Serge Lemoyne, un peu Cadet Roussel comme dans la chanson, avait une maison. Qui perdait poutres et chevrons. Il en fit une oeuvre d'art en progression à mesure que se déconstruisait la maison. Voici l'histoire incroyable d'une maison hantée par l'art.

«Quand j'étais petit, une partie de la maison des Lemoyne avait été transformée en unité sanitaire. On allait là se faire vacciner. C'est comme ça que j'ai eu la piqûre», dit François Gauthier en riant. Cet enseignant né en 1960 à Acton Vale, a, lui aussi, une oeuvre en progression: «rapailler» Serge Lemoyne, artiste très éparpillé, prince du Pop Art, mort il y a 10 ans, à l'âge de 57 ans. C'est Gauthier qui a eu l'idée de cette exposition présentée à la Chapelle du Bon-Pasteur jusqu'au 18 décembre. Une exposition faite de morceaux de maison, d'oeuvres plus officielles et de photographies.

 

À la mort de sa mère, Lemoyne avait hérité de la maison familiale, ancien magasin général situé près de la gare, en fort mauvais état. Dépourvu de moyens pour la restaurer, il s'en servit de diverses manières. Comme atelier d'abord. Pour y exposer ses propres oeuvres sur la «galerie», qui faisait le tour du bâtiment. Comme canevas sur lequel il intervenait, et où tous étaient invités à laisser leur marque au cours d'événements. Comme source d'inspiration à des séries de tableaux et de sculptures...

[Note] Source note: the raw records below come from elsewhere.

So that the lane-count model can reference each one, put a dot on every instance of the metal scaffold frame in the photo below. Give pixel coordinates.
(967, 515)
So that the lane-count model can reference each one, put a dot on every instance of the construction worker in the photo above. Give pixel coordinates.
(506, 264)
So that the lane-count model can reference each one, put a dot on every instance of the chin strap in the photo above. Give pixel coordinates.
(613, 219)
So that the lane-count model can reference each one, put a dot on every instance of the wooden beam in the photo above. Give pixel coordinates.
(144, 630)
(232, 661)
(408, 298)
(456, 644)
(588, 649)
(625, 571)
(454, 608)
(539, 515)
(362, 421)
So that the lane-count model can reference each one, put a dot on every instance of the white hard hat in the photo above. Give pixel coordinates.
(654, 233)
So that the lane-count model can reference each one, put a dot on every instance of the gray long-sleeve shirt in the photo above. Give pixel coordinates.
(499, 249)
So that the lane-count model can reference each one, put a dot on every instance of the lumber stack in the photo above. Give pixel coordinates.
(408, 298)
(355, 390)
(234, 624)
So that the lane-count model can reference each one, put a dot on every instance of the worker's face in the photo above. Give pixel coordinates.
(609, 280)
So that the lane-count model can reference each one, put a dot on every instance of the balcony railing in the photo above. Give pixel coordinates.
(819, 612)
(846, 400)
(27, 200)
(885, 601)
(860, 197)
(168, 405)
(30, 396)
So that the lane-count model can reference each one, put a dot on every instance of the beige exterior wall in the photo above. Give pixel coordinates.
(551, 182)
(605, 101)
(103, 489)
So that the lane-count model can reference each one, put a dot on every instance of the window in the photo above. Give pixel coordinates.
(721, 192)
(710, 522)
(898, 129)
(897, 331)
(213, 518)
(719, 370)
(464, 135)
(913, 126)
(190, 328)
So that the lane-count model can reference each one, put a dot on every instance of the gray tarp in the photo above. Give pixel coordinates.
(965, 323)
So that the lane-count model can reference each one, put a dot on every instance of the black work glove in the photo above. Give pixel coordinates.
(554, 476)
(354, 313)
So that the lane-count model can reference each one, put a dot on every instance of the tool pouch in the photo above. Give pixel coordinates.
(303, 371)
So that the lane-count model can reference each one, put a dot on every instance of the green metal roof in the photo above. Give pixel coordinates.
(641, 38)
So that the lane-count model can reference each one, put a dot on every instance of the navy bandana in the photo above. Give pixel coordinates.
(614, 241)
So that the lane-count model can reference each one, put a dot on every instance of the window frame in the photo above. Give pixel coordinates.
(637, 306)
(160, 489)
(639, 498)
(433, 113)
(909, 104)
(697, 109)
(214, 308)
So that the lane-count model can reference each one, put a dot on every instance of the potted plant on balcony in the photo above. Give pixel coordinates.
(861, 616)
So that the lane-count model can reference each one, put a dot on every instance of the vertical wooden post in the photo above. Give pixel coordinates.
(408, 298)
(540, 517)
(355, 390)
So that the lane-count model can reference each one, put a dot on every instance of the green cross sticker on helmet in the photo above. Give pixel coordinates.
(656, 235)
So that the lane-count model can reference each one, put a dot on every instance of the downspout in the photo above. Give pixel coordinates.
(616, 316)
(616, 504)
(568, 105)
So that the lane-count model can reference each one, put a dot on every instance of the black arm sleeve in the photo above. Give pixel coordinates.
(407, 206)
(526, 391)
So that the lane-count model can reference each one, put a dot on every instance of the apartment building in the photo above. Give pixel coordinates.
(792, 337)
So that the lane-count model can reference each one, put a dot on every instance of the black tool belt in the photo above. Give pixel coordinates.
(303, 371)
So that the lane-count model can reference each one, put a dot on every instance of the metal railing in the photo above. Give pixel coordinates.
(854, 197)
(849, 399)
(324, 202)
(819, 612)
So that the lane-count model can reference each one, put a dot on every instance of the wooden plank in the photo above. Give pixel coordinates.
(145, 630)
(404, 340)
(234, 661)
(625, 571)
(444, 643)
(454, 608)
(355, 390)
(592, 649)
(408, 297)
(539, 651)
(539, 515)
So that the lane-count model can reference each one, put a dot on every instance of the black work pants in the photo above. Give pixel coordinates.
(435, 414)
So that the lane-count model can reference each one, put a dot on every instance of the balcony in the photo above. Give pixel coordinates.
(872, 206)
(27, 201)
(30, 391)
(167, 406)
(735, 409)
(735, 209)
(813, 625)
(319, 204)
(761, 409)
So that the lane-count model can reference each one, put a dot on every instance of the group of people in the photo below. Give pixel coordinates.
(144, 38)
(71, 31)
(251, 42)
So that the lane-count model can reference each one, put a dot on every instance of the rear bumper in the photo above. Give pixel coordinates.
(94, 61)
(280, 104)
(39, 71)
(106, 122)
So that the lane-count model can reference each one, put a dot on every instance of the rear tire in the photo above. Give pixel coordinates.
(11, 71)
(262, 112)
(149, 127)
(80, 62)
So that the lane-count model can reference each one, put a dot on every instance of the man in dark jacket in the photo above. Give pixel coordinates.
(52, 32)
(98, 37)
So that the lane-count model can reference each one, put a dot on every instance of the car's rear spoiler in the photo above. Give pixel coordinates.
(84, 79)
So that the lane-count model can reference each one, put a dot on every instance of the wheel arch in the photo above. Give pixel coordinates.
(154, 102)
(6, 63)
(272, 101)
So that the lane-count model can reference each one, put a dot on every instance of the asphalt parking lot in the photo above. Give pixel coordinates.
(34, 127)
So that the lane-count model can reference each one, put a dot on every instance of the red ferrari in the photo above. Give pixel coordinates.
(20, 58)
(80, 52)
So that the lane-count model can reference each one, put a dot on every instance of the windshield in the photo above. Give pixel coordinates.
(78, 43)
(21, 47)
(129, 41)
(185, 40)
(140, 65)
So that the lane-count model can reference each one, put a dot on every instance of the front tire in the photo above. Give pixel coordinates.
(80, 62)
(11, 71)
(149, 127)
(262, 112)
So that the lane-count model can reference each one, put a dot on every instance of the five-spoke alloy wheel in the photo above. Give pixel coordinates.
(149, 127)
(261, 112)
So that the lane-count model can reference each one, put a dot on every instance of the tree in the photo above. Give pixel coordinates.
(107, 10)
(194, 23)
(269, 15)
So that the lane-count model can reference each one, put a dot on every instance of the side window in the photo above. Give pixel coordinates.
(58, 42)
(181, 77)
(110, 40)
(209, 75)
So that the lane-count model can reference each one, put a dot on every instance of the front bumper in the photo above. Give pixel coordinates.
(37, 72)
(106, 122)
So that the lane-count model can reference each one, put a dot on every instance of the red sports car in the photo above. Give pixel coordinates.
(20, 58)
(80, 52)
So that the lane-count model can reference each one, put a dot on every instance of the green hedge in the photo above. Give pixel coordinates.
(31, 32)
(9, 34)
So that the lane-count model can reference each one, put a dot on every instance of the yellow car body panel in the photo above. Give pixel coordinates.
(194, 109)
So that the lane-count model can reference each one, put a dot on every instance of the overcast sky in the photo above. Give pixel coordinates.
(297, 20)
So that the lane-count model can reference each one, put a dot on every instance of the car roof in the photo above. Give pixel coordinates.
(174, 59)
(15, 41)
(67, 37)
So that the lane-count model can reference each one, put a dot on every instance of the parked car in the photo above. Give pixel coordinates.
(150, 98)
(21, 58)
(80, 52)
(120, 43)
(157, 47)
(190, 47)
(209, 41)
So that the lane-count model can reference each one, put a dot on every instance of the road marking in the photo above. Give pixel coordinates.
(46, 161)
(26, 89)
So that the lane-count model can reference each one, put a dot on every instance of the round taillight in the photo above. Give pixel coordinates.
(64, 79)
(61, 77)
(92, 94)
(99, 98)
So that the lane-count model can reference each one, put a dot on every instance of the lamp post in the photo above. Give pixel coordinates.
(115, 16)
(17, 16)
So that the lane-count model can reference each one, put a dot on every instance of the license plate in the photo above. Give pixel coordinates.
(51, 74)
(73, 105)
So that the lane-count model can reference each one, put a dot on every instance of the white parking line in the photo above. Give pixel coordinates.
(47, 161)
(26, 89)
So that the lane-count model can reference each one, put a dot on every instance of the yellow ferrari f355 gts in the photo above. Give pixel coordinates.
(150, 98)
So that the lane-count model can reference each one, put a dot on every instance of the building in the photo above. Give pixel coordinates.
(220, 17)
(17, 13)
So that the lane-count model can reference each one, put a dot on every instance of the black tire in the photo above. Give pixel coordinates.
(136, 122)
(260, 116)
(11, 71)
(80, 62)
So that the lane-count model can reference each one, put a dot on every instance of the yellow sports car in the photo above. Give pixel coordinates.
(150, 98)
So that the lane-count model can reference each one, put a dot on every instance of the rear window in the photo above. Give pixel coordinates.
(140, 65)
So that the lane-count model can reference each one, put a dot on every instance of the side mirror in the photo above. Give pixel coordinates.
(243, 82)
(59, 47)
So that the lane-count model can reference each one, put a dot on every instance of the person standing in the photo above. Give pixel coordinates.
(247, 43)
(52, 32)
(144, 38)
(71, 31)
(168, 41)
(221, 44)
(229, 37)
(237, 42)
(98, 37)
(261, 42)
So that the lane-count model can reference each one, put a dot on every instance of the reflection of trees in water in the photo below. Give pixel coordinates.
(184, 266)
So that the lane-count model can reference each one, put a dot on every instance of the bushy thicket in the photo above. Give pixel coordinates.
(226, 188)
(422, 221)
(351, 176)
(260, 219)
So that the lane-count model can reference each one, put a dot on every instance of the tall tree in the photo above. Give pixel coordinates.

La municipalité, qui n'a jamais apprécié, a fini par exiger la restauration ou la destruction de la maison devenue danger public. Il y eut deux procès qui s'étirèrent sur plusieurs années. La maison fut à deux reprises déclarée oeuvre d'art en progression, sous la protection du ministère des Affaires culturelles.

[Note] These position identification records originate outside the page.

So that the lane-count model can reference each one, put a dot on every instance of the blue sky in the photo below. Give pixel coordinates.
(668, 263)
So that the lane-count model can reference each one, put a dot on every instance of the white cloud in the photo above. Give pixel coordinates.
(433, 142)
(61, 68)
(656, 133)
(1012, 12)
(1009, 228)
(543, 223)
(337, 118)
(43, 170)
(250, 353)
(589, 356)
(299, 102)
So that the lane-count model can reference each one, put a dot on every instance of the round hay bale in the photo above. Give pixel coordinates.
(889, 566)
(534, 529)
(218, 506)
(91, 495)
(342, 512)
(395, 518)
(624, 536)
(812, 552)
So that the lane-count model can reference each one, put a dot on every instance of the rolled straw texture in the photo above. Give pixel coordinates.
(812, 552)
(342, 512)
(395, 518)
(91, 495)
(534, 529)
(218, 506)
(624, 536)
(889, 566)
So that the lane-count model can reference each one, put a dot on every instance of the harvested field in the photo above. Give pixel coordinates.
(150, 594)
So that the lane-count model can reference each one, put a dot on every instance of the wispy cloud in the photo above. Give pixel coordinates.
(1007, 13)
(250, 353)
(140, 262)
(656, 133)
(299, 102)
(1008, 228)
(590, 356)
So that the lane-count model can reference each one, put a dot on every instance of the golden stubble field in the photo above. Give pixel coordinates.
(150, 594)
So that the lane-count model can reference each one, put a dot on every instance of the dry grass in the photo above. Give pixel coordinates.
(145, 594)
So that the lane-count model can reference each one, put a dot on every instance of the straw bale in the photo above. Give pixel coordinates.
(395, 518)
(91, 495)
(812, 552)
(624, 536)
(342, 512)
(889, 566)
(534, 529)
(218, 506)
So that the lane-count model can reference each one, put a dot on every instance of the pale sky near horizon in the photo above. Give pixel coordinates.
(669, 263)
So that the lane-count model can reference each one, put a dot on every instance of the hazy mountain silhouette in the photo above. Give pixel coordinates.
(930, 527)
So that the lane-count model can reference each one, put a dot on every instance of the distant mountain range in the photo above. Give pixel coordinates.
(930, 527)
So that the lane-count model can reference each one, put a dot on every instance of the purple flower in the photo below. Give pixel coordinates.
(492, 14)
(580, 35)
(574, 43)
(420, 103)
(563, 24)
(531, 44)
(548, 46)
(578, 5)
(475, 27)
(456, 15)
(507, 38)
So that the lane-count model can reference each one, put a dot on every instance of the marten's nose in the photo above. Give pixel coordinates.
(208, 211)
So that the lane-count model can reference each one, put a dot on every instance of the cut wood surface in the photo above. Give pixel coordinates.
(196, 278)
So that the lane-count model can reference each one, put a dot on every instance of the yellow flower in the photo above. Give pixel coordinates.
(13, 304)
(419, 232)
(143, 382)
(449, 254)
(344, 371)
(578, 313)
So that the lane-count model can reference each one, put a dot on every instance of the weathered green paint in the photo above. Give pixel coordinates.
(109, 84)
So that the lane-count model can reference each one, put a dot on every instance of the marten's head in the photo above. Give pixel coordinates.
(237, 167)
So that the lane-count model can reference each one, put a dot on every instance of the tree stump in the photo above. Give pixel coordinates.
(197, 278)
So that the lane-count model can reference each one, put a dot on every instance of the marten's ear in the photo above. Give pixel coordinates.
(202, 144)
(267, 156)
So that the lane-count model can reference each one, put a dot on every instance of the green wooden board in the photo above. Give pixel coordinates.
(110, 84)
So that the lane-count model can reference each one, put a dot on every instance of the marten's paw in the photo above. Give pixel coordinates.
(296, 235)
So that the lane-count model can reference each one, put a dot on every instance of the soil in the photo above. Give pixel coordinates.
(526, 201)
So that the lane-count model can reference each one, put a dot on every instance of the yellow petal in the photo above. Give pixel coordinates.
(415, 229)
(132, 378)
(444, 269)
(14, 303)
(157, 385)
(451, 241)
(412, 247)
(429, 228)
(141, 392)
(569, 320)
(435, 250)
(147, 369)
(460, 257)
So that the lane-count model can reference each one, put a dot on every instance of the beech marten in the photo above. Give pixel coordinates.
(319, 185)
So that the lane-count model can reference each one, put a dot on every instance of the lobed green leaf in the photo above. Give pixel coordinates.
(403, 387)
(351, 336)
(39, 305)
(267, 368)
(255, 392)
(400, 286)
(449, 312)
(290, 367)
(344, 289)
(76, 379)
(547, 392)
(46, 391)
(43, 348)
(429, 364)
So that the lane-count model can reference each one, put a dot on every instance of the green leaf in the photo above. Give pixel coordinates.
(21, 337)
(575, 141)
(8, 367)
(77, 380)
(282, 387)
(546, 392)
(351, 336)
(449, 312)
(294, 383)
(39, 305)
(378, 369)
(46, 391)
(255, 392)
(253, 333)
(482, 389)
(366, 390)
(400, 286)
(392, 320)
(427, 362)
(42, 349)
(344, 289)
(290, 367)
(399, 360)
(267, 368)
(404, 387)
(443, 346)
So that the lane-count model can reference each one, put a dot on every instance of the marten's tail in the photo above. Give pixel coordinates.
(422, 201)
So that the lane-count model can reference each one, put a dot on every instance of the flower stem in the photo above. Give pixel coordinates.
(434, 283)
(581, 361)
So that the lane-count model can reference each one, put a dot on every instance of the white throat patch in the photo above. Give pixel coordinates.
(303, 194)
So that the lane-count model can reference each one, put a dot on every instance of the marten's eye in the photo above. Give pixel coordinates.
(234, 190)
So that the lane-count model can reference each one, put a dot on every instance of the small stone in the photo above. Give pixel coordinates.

La griffe de Lemoyne et du hasard

L'histoire ne s'arrête pas là. Serge Lemoyne fut emporté par un cancer foudroyant. Il eut toutefois le temps d'installer sur son terrain un ensemble de blocs de béton peints à sa manière, et destiné à devenir son tombeau. C'est dans ce cube que ses cendres furent déposées en 1998. En 2000, la «maison-oeuvre-d'art» fut détruite dans un incendie criminel. Devant l'arrivée précipitée des bulldozers de la ville, la Fondation Lemoyne obtint le droit de ramasser les morceaux qui restaient et qui ont, par la suite, été entreposés dans de mauvaises conditions. À la place de la maison se trouve aujourd'hui un petit parc où une sorte de kiosque tout joli, qui reprend les motifs chers à Lemoyne, a été érigé. Quant au cube en béton, urne géante, il a été recouvert de planches de bois pour faire «plus propre» ...

Pour raconter cette histoire digne d'un champion de l'art contemporain international, François Gauthier a rassemblé un ensemble de morceaux récupérés, transformés en sculptures ou en tableaux portant la griffe de Lemoyne - mais en vérité choisis par le hasard, c'est-à-dire sauvés du feu. Ces morceaux seront-ils considérés comme des oeuvres d'art au même titre que les autres tableaux de l'exposition, oeuvres plus officielles comme celles qui se retrouvent aujourd'hui dans les musées? François Gauthier ne le sait pas.

L'exposition prend tout son sens grâce à une série de très belles photographies de Louis-Philippe Myre prises deux semaines après la mort de Lemoyne, avant que le vandalisme et le feu ne détruisent la maison. L'une d'elles est particulièrement touchante. On y voit un grand panneau noir sur lequel on peut lire «Biennale de Montréal 1998» (Serge Lemoyne devait y participer, à distance, filmé chez lui grâce à une caméra web, ce qui n'était pas évident à l'époque.) On y voit aussi le cube mortuaire, dans son état originel, sur lequel il est écrit: «Les seules voies à suivre se découvrent par le désir...» Une phrase empruntée au poète Claude Gauvreau.

Une maison qui n'est pas une maison, Chapelle historique du Bon-Pasteur (100, rue Sherbrooke Est), jusqu'au 18 décembre. Vernissage cet-après-midi, à 14h30. Bernard Lévy, directeur de Vie des arts, rendra hommage à Lemoyne. Entrée libre.